On Friday 5th June, Israeli soldiers opened fire on a car in the occupied West Bank, killing Sam Fahd Abu Haykal; he was just seven months old.

The attack happened near the city of Hebron. Located 19 miles south of Jerusalem, Hebron – one of the oldest continuously inhabited cities in the Levant – has been an epicentre for violence between Israelis and Palestinians for generations.

It was there in 1994 that religious extremist Baruch Goldstein entered a mosque and opened fire on Palestinians worshipping during the month of Ramadan, killing 29 people. Goldstein died during the attack, but his actions struck a chord with a then-17-year-old Itamar Ben-Gvir.

Ben-Gvir reportedly took his future wife to Goldstein’s grave on their first date. Until 2021, he displayed Goldstein’s portrait in his home, only removing it on the advice of campaign strategists.

A year later, Ben-Gvir became Israel’s National Security Minister, a position he still holds today. The soldiers who killed seven-month-old Sam Fahd Abu Haykal would have been under Ben-Gvir’s leadership.

Last month, Ben-Gvir drew international condemnation for taunting activists from the Global Sumud Flotilla as they knelt with their hands tied behind their backs. The country’s own Foreign Minister, Gideon Sa’ar, warned his counterpart that he was not the face of Israel. Sadly, for many, that is exactly who he is.

Because no matter where you look in Israel’s 37th government, Ben-Gvir’s extremist ideology permeates. Nowhere is this truer than in their approach to illegal settler expansion in the West Bank.

While, in truth, no Israeli government since its 1967 occupation of the West Bank has done anything to stem the proliferation of illegal settlements, annexation has become an explicit policy objective under the current regime.

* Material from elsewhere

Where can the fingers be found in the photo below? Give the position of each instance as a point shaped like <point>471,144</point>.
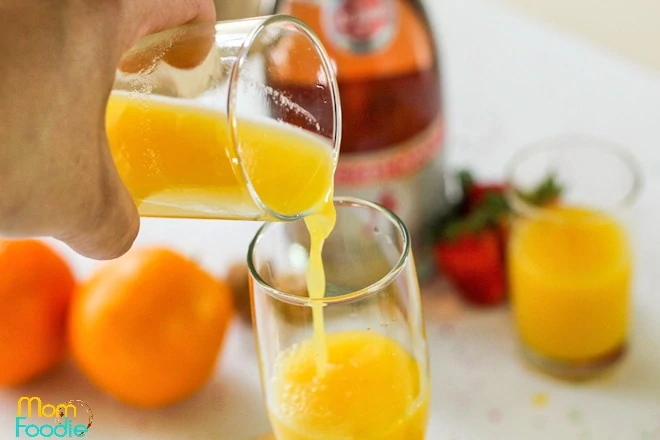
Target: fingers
<point>159,15</point>
<point>190,48</point>
<point>106,223</point>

Within its first three years of rule, the Ministry of Settlement and National Missions’ annual budget grew by 122%. Alongside this came money for unauthorised outposts and direct funding for organisations involved in dispossessing Palestinians of their land.

This increased financial backing has triggered an unprecedented surge in settlement construction and settler violence, which often occurs with tacit or active police and army support. In fact, Ben-Gvir – who himself is a settler – reportedly instructed senior police officers in the West Bank to refrain from enforcing the law against settlers and right-wing groups committing offences against Palestinians.

Against this backdrop it is unsurprising that Amnesty International recently concluded that the Israeli government is engaged in the ‘ethnic cleansing’ of Palestinians from the West Bank.

Given these settlements are illegal under international law, you would hope the escalating crisis in the West Bank would provoke a robust response from our government; hope being the key word here.

Because while last week the government announced further sanctions on firms and individuals involved in the settler movement, the Foreign Secretary stopped short of banning trade with illegal settlements full stop.

This is the fourth sanctions package of a piecemeal strategy that has delivered zero results. How can the government not see that sanctioning a few organisations here and there will do nothing when this activity is happening with the consent, support, and financing of the Israeli government?

Until the government takes the kind of action Israel will actually notice – starting with sanctions against Netanyahu – the plight of Palestinians in the West Bank will only worsen.